W poniedziałek (23 maja) na środku ulicy Wyspiańskiego w Krakowie powstała pokaźnych rozmiarów dziura.
- Podejrzewam, że musiało się to stać pod dużym ciężarem. Zaglądając do środka, widać, że wyrwa ma około metra głębokości. To pusta przestrzeń, a na dole ziemia i elementy asfaltu - relacjonuje w rozmowie z tvn24.pl radny dzielnicy Krowodrza Marcin Grega.
Niedawno, bo w 2018 roku, na tej ulicy prowadzony był remont nakładkowy.
Wodociągi: powodem dziury nieszczelność kanalizacji
Tego samego dnia na miejsce wezwani zostali pracownicy Wodociągów Miasta Krakowa, którzy odgrodzili teren. Jak podkreśla rzecznik instytucji Robert Żurek, w związku z zapadnięciem się ziemi nikomu nic się nie stało.
- Na przyłączu kanalizacyjnym była drobna nieszczelność. Woda zaczęła wypłukiwać grunt i doszło do takiej sytuacji. Rozpoczęliśmy już prace związane z naprawą tego przyłącza, dzisiaj zasypujemy dziurę, a jutro ten odcinek będzie już wyasfaltowany i na jezdnię będą mogły wrócić samochody - zaznacza Żurek.
Czytaj też: Zapadł się fragment jezdni. "Pod miastem jest system tuneli. Legendy mówią, że jeszcze z XV wieku"
- Ta ulica nie jest bardzo mocno uczęszczana, natomiast faktycznie może być niebezpiecznie. Tym bardziej, że to nie pierwszy raz, kiedy na ulicy Wyspiańskiego pojawia się dziura - zaznacza Marcin Grega. Wcześniej, w czerwcu 2020 roku, zapadlisko powstało przy skrzyżowaniu z ulicą Grottgera.
Jednak, jak piszą w mediach społecznościowych mieszkańcy Krowodrzy, już wcześniej na ulicy Wyspiańskiego dochodziło do zapadlisk. "Tam kiedyś w połowie ulicy była dziura pod asfaltem, we dwie osoby się można było schronić" - komentował w 2020 roku Marcin Dumnicki, miejski aktywista rowerowy. "To już nie pierwszy raz. Tam przed remontem już się zapadała ulica" - pisał jeden z mieszkańców.
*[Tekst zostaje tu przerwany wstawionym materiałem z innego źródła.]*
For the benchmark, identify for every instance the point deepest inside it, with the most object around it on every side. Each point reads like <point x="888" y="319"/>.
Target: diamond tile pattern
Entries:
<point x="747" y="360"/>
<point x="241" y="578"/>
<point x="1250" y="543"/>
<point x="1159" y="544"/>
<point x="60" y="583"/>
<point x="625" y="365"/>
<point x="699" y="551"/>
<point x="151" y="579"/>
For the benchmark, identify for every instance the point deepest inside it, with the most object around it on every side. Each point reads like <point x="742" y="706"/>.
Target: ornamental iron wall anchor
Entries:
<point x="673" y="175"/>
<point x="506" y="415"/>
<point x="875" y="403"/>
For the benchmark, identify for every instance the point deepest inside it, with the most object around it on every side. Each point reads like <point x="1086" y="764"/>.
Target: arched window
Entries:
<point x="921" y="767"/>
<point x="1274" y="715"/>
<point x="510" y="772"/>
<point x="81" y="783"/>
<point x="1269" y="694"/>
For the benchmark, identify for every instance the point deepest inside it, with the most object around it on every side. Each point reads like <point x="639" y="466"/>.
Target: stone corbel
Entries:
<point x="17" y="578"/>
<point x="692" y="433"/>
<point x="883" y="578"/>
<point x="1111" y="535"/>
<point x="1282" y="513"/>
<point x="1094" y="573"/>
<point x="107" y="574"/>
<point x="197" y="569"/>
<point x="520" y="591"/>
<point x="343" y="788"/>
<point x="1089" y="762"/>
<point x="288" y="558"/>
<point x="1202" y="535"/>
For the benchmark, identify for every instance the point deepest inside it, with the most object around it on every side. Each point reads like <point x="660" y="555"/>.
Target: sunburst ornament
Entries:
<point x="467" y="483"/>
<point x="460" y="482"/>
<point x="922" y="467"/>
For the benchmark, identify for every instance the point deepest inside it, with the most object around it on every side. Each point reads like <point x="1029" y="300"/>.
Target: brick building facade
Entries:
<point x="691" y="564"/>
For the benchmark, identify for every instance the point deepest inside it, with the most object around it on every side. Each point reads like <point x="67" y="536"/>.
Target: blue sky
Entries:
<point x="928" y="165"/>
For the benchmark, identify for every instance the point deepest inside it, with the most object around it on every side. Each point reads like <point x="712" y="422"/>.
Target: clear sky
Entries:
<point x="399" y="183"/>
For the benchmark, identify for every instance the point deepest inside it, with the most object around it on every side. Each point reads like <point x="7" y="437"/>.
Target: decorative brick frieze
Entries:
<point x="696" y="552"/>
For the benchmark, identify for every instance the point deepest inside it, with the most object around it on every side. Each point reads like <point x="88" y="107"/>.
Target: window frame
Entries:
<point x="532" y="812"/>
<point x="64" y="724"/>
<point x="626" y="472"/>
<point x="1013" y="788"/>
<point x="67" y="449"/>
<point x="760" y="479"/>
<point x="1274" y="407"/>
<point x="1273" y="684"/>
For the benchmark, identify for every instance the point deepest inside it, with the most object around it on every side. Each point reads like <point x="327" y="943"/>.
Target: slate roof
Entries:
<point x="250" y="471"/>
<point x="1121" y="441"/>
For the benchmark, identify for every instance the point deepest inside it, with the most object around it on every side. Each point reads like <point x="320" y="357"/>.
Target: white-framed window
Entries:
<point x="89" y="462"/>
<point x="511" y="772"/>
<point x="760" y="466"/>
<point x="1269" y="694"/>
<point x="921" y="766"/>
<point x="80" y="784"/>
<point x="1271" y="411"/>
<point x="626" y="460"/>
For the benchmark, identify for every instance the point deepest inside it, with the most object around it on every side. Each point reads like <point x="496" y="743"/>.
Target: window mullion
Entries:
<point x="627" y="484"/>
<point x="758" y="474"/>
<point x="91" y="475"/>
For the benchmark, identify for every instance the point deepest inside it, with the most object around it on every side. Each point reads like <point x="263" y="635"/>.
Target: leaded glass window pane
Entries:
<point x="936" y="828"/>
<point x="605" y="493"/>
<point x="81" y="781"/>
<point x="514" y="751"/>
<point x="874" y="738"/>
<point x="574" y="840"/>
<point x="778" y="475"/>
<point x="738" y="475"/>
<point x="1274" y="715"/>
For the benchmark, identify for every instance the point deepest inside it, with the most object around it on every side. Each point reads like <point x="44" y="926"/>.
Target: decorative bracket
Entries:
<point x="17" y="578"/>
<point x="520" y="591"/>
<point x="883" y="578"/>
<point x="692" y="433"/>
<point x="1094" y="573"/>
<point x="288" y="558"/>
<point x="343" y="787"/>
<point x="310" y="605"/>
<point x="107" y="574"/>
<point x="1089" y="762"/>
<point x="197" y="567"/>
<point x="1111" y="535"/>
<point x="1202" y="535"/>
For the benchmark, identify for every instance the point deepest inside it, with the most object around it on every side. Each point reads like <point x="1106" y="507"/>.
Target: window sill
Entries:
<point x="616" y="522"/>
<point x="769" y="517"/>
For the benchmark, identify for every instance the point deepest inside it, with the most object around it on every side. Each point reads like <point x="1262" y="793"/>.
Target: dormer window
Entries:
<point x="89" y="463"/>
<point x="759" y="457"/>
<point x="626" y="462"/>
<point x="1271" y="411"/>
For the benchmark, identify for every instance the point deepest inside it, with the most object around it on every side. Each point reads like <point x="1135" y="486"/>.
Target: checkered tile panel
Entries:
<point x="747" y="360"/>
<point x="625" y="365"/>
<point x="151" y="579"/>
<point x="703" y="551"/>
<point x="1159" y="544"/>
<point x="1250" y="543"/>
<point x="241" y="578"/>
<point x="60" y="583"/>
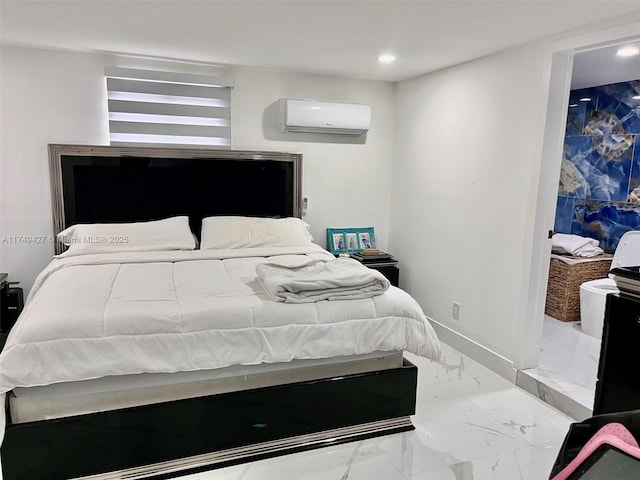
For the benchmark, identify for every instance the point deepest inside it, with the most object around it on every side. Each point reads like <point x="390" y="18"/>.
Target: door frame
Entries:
<point x="544" y="188"/>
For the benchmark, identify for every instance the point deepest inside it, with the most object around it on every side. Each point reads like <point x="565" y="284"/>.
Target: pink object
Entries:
<point x="614" y="434"/>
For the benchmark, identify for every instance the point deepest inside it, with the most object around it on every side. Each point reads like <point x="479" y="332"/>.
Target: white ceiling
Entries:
<point x="330" y="37"/>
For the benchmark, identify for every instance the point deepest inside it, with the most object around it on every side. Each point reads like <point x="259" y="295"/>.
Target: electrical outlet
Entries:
<point x="456" y="311"/>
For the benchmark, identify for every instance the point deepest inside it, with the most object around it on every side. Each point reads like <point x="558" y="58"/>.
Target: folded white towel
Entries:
<point x="339" y="279"/>
<point x="576" y="245"/>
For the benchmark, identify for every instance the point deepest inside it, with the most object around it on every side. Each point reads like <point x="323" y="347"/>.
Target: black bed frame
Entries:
<point x="170" y="439"/>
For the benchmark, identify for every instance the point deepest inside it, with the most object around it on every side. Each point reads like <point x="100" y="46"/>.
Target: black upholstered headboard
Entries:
<point x="92" y="184"/>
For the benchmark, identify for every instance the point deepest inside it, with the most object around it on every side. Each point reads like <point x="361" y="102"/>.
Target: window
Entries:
<point x="168" y="109"/>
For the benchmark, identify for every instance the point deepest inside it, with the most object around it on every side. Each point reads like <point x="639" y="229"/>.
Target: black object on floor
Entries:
<point x="581" y="432"/>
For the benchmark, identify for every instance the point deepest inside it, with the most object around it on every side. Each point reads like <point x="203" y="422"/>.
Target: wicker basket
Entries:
<point x="566" y="273"/>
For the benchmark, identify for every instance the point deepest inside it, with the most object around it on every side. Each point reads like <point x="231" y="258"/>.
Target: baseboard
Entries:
<point x="481" y="354"/>
<point x="552" y="396"/>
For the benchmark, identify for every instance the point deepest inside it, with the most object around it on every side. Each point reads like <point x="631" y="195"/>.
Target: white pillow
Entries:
<point x="168" y="234"/>
<point x="249" y="232"/>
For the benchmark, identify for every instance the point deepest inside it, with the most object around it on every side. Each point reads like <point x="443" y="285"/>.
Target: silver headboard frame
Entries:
<point x="57" y="151"/>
Radny dzielnicy wyjaśnia, że przez Krowodrzę płynęła kiedyś Młynówka - sztuczne koryto Rudawy, później w większości skanalizowane lub zasypane. W jego miejscu powstał park Młynówka Królewska.
- Być może jest to wytłumaczenie. Piaszczysta podbudowa i podmokły teren mogą powodować, że wszystko zaczyna się ruszać. Wydaje mi się, że dotąd nie zbadano głębiej przyczyny tych zdarzeń, warto to rozważyć - mówi Grega.